This is a noteboook used to generate the speaker embeddings with the  Speech2Phone Model.

In [None]:
import os
import numpy as np
from glob import glob
from tqdm import tqdm

In [None]:
! python3 -m pip uninstall pydub -y
!conda remove pydub -y
!conda install -c conda-forge pydub -y

In [None]:
import pydub

In [None]:
# Install Speech2Phone Requeriments
! pip install tensorflow==1.14.0 tflearn==0.3.2

In [None]:
#Download Speech2Phone Checkpoint
!wget -O ./saver.zip https://www.dropbox.com/s/b19xt2wu3th9p36/Save-Models-Speaker-Diarization.zip?dl=0
!mkdir Speech2Phone
!unzip saver.zip
!mv  Save-Models/  Speech2Phone/Save-Models/


In [None]:
#Utils for Speech2Phone Preprocessing
from pydub import AudioSegment as audio

def detect_leading_silence(sound, silence_threshold=-50.0, chunk_size=10):
    '''
    sound is a pydub.AudioSegment
    silence_threshold in dB
    chunk_size in ms
 
    iterate over chunks until you find the first one with sound
    '''
    trim_ms = 0  # ms
    while sound[trim_ms:trim_ms+chunk_size].dBFS < silence_threshold:
        #print(trim_ms,len(sound))
        if trim_ms > len(sound):
            return None
        trim_ms += chunk_size
 
    return trim_ms

def remove_silence(sound):
    start_trim = detect_leading_silence(sound)
    if start_trim is None:
        return None
    end_trim = detect_leading_silence(sound.reverse())
    duration = len(sound)
    trimmed_sound = sound[start_trim:duration-end_trim]
    return trimmed_sound
    


In [None]:
import tflearn

#Create model for restore
encoder = tflearn.input_data(shape=[None, 13,int(216)])
encoder = tflearn.dropout(encoder,0.9) #10 % drop - 90% -> 80
encoder = tflearn.dropout(encoder,0.2)# 80 % drop
encoder = tflearn.fully_connected(encoder, 40,activation='crelu')
decoder = tflearn.fully_connected(encoder, int(572), activation='linear')
net = tflearn.regression(decoder, optimizer='adam', learning_rate=0.0007,loss='mean_square', metric=None)#categorical_crossentropy
model = tflearn.DNN(net, tensorboard_verbose=0,tensorboard_dir='tflearn_logs')

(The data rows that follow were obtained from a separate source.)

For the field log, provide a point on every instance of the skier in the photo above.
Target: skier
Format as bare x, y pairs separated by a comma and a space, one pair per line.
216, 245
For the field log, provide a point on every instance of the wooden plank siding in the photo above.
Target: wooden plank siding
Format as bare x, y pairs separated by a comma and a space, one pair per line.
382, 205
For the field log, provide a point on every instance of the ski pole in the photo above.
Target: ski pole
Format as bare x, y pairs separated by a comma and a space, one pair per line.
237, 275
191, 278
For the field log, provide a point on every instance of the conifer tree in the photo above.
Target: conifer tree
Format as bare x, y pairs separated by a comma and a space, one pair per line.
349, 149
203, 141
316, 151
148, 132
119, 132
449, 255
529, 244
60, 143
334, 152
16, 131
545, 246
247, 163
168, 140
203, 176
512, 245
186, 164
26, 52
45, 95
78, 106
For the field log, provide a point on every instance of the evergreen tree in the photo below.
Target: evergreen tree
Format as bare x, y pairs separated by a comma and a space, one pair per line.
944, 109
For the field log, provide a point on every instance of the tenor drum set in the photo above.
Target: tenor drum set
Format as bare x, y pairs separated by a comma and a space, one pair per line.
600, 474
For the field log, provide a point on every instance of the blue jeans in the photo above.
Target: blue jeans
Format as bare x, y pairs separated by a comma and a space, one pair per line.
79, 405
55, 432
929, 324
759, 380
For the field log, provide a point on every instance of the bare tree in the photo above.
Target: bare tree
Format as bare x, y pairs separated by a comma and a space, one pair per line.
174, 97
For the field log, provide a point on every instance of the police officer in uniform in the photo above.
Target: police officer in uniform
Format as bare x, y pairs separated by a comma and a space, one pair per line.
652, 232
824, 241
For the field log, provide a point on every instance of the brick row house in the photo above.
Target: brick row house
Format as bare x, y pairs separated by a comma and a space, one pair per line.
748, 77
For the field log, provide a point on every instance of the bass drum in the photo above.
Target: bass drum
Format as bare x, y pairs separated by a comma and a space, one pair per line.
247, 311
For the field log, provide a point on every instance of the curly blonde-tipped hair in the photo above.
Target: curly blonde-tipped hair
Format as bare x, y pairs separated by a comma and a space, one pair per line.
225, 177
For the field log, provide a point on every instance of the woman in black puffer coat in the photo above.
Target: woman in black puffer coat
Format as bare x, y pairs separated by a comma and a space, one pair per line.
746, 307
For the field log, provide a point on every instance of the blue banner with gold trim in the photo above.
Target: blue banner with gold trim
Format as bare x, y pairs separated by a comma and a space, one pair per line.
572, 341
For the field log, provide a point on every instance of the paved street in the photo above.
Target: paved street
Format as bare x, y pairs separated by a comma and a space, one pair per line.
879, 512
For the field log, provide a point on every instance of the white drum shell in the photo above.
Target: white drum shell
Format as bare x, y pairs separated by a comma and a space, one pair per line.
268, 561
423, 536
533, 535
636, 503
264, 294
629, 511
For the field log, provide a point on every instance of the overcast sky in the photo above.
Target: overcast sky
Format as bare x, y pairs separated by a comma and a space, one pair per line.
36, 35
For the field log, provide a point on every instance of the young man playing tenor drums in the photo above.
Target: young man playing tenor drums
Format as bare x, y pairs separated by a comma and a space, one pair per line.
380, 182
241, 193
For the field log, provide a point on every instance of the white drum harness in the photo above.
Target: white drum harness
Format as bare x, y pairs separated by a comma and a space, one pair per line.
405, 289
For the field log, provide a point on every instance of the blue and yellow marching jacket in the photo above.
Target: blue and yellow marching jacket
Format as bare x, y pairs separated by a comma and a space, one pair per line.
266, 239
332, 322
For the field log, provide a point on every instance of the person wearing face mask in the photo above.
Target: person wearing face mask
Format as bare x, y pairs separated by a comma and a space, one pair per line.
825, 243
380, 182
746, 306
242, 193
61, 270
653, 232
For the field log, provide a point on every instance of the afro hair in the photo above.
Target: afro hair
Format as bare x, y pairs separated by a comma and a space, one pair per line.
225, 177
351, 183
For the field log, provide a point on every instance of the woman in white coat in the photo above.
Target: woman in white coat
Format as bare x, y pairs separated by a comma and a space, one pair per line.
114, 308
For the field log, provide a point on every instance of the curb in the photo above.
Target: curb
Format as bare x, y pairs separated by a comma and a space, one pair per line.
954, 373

model.load('./Speech2Phone/Save-Models/Model3-Best-40loc.tflearn')

encoding_model = tflearn.DNN(encoder, session=model.session)# used for extract embedding in encoder layer


In [None]:
# Set constants
DATA_ROOT_PATH = '../../../LibriSpeech/voicefilter_data-3/'
TRAIN_DATA = os.path.join(DATA_ROOT_PATH, 'train')
TEST_DATA = os.path.join(DATA_ROOT_PATH, 'test')
glob_re_wav_emb = '*-ref_emb.wav'
glob_re_emb = '*-emb.pt'

In [None]:
os.listdir(TRAIN_DATA)

In [None]:
os.listdir(TEST_DATA)

In [None]:
import ffmpeg

In [None]:
#Preprocess dataset
train_files = sorted(glob(os.path.join(TRAIN_DATA, glob_re_wav_emb)))
test_files = sorted(glob(os.path.join(TEST_DATA, glob_re_wav_emb)))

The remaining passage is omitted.